Suara.com - Asosiasi Blockchain Indonesia (ABI), yang diwakili oleh PINTU, turut berpartisipasi aktif dalam Festival Aman Digital 2026 yang diselenggarakan Badan Siber dan Sandi Negara (BSSN) berlokasi di Kantor Pemerintah Provinsi DKI Jakarta.
Mengangkat tema "Kolaborasi Lintas Sektor Guna Mensukseskan Literasi Keamanan Siber Nasional", forum ini mempertemukan pemerintah pusat, pemerintah daerah, lembaga keuangan, komunitas, dan pelaku industri teknologi untuk bersama-sama menanggulangi ancaman siber yang terus berkembang.
Direktur Operasi Keamanan dan Pengendalian Informasi Badan Siber dan Sandi Negara, Satryo Suryantoro, pada sesi keynote speech mengungkapkan, “Aksi gerakan nasional 90 hari literasi keamanan siber sebagai bagian dari upaya bersama dalam mendukung implementasi rencana aksi nasional keamanan siber."

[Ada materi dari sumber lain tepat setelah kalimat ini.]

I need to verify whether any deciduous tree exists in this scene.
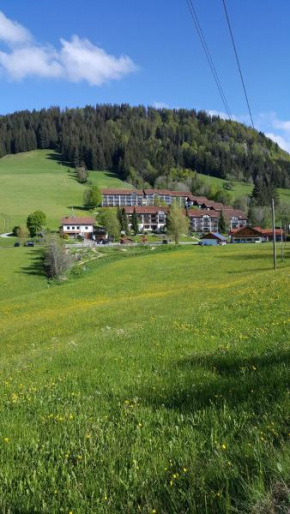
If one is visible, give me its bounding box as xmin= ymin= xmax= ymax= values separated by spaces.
xmin=26 ymin=210 xmax=46 ymax=237
xmin=166 ymin=203 xmax=188 ymax=244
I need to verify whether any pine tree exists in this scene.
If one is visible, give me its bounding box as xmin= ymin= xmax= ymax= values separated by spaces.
xmin=218 ymin=211 xmax=227 ymax=234
xmin=132 ymin=207 xmax=139 ymax=236
xmin=117 ymin=207 xmax=129 ymax=234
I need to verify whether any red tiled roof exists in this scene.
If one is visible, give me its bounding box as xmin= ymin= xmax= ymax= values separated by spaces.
xmin=101 ymin=189 xmax=192 ymax=198
xmin=223 ymin=207 xmax=248 ymax=220
xmin=123 ymin=205 xmax=168 ymax=214
xmin=254 ymin=227 xmax=284 ymax=236
xmin=61 ymin=216 xmax=96 ymax=225
xmin=188 ymin=209 xmax=219 ymax=218
xmin=101 ymin=189 xmax=143 ymax=196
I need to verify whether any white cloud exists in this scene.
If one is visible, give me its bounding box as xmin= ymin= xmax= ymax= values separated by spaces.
xmin=0 ymin=46 xmax=63 ymax=80
xmin=0 ymin=12 xmax=137 ymax=86
xmin=0 ymin=11 xmax=31 ymax=44
xmin=59 ymin=36 xmax=136 ymax=86
xmin=207 ymin=110 xmax=290 ymax=153
xmin=207 ymin=109 xmax=229 ymax=120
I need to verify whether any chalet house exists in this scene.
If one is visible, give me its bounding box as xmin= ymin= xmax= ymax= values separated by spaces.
xmin=201 ymin=232 xmax=227 ymax=246
xmin=60 ymin=216 xmax=96 ymax=239
xmin=124 ymin=205 xmax=168 ymax=231
xmin=223 ymin=207 xmax=248 ymax=231
xmin=231 ymin=227 xmax=264 ymax=243
xmin=187 ymin=209 xmax=220 ymax=234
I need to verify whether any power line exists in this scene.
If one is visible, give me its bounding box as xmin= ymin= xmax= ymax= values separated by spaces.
xmin=222 ymin=0 xmax=255 ymax=129
xmin=187 ymin=0 xmax=232 ymax=120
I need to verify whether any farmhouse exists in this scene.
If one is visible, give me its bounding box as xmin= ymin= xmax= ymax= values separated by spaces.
xmin=223 ymin=207 xmax=248 ymax=231
xmin=201 ymin=232 xmax=227 ymax=246
xmin=231 ymin=227 xmax=264 ymax=243
xmin=187 ymin=209 xmax=219 ymax=234
xmin=60 ymin=216 xmax=96 ymax=239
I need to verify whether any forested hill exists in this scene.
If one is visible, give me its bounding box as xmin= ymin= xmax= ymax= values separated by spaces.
xmin=0 ymin=104 xmax=290 ymax=187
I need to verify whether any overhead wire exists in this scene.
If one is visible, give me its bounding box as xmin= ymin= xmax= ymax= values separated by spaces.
xmin=222 ymin=0 xmax=255 ymax=129
xmin=186 ymin=0 xmax=232 ymax=120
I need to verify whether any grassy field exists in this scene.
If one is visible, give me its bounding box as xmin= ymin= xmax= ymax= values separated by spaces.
xmin=0 ymin=150 xmax=130 ymax=233
xmin=0 ymin=244 xmax=290 ymax=514
xmin=199 ymin=174 xmax=290 ymax=205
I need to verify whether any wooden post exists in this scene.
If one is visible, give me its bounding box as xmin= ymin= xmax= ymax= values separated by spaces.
xmin=280 ymin=221 xmax=284 ymax=261
xmin=272 ymin=198 xmax=277 ymax=271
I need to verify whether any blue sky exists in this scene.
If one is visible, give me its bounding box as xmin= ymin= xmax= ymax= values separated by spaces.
xmin=0 ymin=0 xmax=290 ymax=151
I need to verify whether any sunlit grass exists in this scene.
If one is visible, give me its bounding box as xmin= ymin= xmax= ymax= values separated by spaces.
xmin=0 ymin=244 xmax=290 ymax=514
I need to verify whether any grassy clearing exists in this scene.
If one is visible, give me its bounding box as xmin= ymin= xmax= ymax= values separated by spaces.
xmin=0 ymin=245 xmax=290 ymax=514
xmin=199 ymin=174 xmax=290 ymax=205
xmin=0 ymin=150 xmax=130 ymax=232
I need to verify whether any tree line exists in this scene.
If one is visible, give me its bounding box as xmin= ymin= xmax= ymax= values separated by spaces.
xmin=0 ymin=104 xmax=290 ymax=187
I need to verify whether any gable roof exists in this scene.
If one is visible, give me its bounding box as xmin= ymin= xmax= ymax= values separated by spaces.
xmin=201 ymin=232 xmax=227 ymax=241
xmin=187 ymin=209 xmax=219 ymax=218
xmin=123 ymin=205 xmax=169 ymax=214
xmin=232 ymin=227 xmax=263 ymax=237
xmin=61 ymin=216 xmax=96 ymax=225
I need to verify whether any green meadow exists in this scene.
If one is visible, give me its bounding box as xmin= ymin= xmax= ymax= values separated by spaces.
xmin=0 ymin=244 xmax=290 ymax=514
xmin=0 ymin=150 xmax=131 ymax=233
xmin=199 ymin=174 xmax=290 ymax=205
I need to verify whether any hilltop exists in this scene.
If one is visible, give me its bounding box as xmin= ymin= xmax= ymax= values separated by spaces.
xmin=0 ymin=104 xmax=290 ymax=192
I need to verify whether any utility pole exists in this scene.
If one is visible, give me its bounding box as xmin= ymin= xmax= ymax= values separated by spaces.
xmin=280 ymin=221 xmax=284 ymax=261
xmin=272 ymin=198 xmax=277 ymax=271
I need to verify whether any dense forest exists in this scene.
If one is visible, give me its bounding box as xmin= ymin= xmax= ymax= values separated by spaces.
xmin=0 ymin=104 xmax=290 ymax=187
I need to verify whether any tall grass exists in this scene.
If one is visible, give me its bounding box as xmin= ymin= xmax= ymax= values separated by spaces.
xmin=0 ymin=245 xmax=290 ymax=514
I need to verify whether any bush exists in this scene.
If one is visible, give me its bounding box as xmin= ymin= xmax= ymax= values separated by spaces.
xmin=44 ymin=238 xmax=71 ymax=278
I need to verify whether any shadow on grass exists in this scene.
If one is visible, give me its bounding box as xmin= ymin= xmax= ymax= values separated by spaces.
xmin=67 ymin=205 xmax=91 ymax=214
xmin=18 ymin=248 xmax=46 ymax=277
xmin=139 ymin=347 xmax=290 ymax=412
xmin=46 ymin=151 xmax=71 ymax=168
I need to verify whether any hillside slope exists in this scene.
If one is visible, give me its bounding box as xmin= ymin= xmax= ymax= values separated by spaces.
xmin=0 ymin=244 xmax=290 ymax=508
xmin=0 ymin=150 xmax=131 ymax=228
xmin=0 ymin=105 xmax=290 ymax=187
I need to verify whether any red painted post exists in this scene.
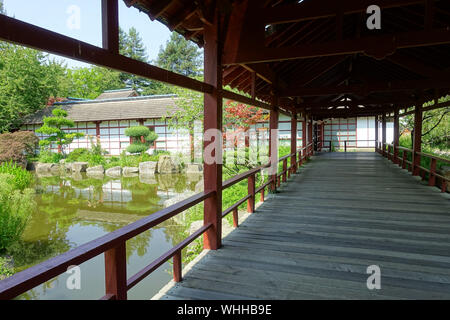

"Keberhasilan literasi keamanan siber tidak dapat diwujudkan oleh satu institusi saja. Diperlukan keterlibatan aktif seluruh pemangku kepentingan, baik kementerian dan lembaga, pemerintah daerah, aparat penegak hukum, dunia pendidikan, komunitas, dunia usaha, media, maupun masyarakat luas," sambungnya.
Marulina Dewi, Kepala Dinas Komunikasi, Informatika dan Statistik Provinsi DKI Jakarta pada sambutannya mengapresiasi kolaborasi lintas sektor ini.
"Atas nama Pemprov DKI Jakarta kami mengapresiasi yang setinggi-tingginya kepada BSSN yang secara konsisten mendorong terus peningkatan kesadaran budaya keamanan siber di Indonesia melalui berbagai program literasi dan kolaborasi lintas sektor," katanya.
"Forum ini jadi bagian gerakan kita bisa mengantisipasi beragam ancaman siber. Serangan siber hari ini bukan lagi sekadar soal sistem yang down, melainkan sudah menyasar sisi psikologis manusia melalui social engineering, kebocoran data pribadi, hingga maraknya disinformasi,” terang Marulina.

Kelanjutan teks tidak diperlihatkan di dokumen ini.